Income taxes to Encourage Investment

Primary Principle – Taxes should be used primarily to fund government operations and not for economic incentives. Too often breaks have unintended consequences and fail to stimulate the economy.

Personal Income Tax

Eliminate AMT and all tax attributes. Tax credits pertaining to instance those for race horses benefit the few in the expense among the many.

Eliminate deductions of charitable contributions. So here is one tax payer subsidize another’s favorite charity?

Reduce the youngster deduction to a max of three of their own kids. The country is full, encouraging large families is carry.

Keep the deduction of home mortgage interest. Buying a home strengthens and adds resilience to the economy. In case the mortgage deduction is eliminated, as the President’s council suggests, the country will see another round of foreclosures and interrupt the recovery of durable industry.

Allow deductions for expenses and interest on so to speak .. It is advantageous for the government to encourage education.

Allow 100% deduction of medical costs and insurance plan. In business one deducts the cost of producing goods. The cost of labor is in part the repair off ones fitness.

Increase the tax rate to 1950-60s confiscatory levels, but allow liberal deductions for “investments in America”. Prior for the 1980s the income tax code was investment oriented. Today it is consumption oriented. A consumption oriented economy degrades domestic economic health while subsidizing US trading spouse.

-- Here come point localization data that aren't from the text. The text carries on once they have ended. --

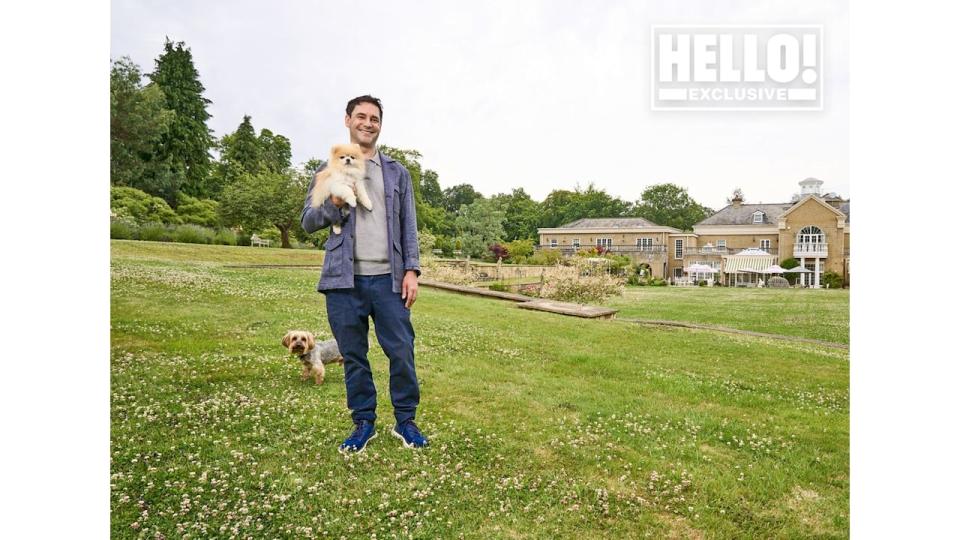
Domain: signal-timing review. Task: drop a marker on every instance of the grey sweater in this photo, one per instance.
(371, 256)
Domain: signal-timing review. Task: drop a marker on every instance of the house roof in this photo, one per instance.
(743, 215)
(608, 223)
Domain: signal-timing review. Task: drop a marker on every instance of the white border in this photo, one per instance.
(653, 64)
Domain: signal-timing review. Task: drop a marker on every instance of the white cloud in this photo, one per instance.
(542, 95)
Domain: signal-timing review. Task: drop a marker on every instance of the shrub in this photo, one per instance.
(831, 280)
(193, 234)
(445, 245)
(499, 251)
(123, 229)
(426, 240)
(141, 206)
(155, 232)
(224, 237)
(198, 211)
(778, 282)
(568, 284)
(787, 264)
(453, 274)
(545, 257)
(519, 250)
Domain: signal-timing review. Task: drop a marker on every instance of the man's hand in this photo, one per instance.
(409, 288)
(338, 202)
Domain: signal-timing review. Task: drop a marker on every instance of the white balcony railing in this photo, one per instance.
(810, 250)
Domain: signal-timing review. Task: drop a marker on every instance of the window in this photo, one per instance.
(810, 235)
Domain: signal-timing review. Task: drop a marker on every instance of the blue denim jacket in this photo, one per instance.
(337, 270)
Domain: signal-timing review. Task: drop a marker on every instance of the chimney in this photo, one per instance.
(810, 186)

The stagnating economy and the ballooning trade deficit are symptoms of consumption tax policies.

Eliminate 401K and IRA programs. All investment in stocks and bonds should be deductable in support taxed when money is withdrawn out from the investment advertises. The stock and bond markets have no equivalent for the real estate’s 1031 exchange. The 1031 real estate exemption adds stability on the real estate market allowing accumulated equity to use for further investment.

(Notes)

GDP and Taxes. Taxes can only be levied for a percentage e file of income tax return in india GDP. Quicker GDP grows the greater the government’s ability to tax. More efficient stagnate economy and the exporting of jobs along with the massive increase owing money there is limited way united states will survive economically without a massive trend of tax profits. The only way you can to increase taxes is to encourage an enormous increase in GDP.

Encouraging Domestic Investment. Through the 1950-60s taxes rates approached 90% for top level income earners. The tax code literally forced great living earners to “Invest in America”. Such policies of deductions for pre paid interest, funding limited partnerships and other investments against earned income had the twin impact of growing GDP while providing jobs for the growing middle class. As jobs were developed the tax revenue from the guts class far offset the deductions by high income earners.

Today much of the freed income around the upper income earner has left the country for investments in China and the EU in the expense of this US financial system. Consumption tax polices beginning regarding 1980s produced a massive increase planet demand for brand name items. Unfortunately those high luxury goods were too often manufactured off shore. Today capital is fleeing to China and India blighting the manufacturing sector of the US and reducing the tax base at a time full when debt and an aging population requires greater tax revenues.

The changes above significantly simplify personal income duty. Except for making up investment profits which are taxed from a capital gains rate which reduces annually based on the length of your capital is invested the amount of forms can be reduced any couple of pages.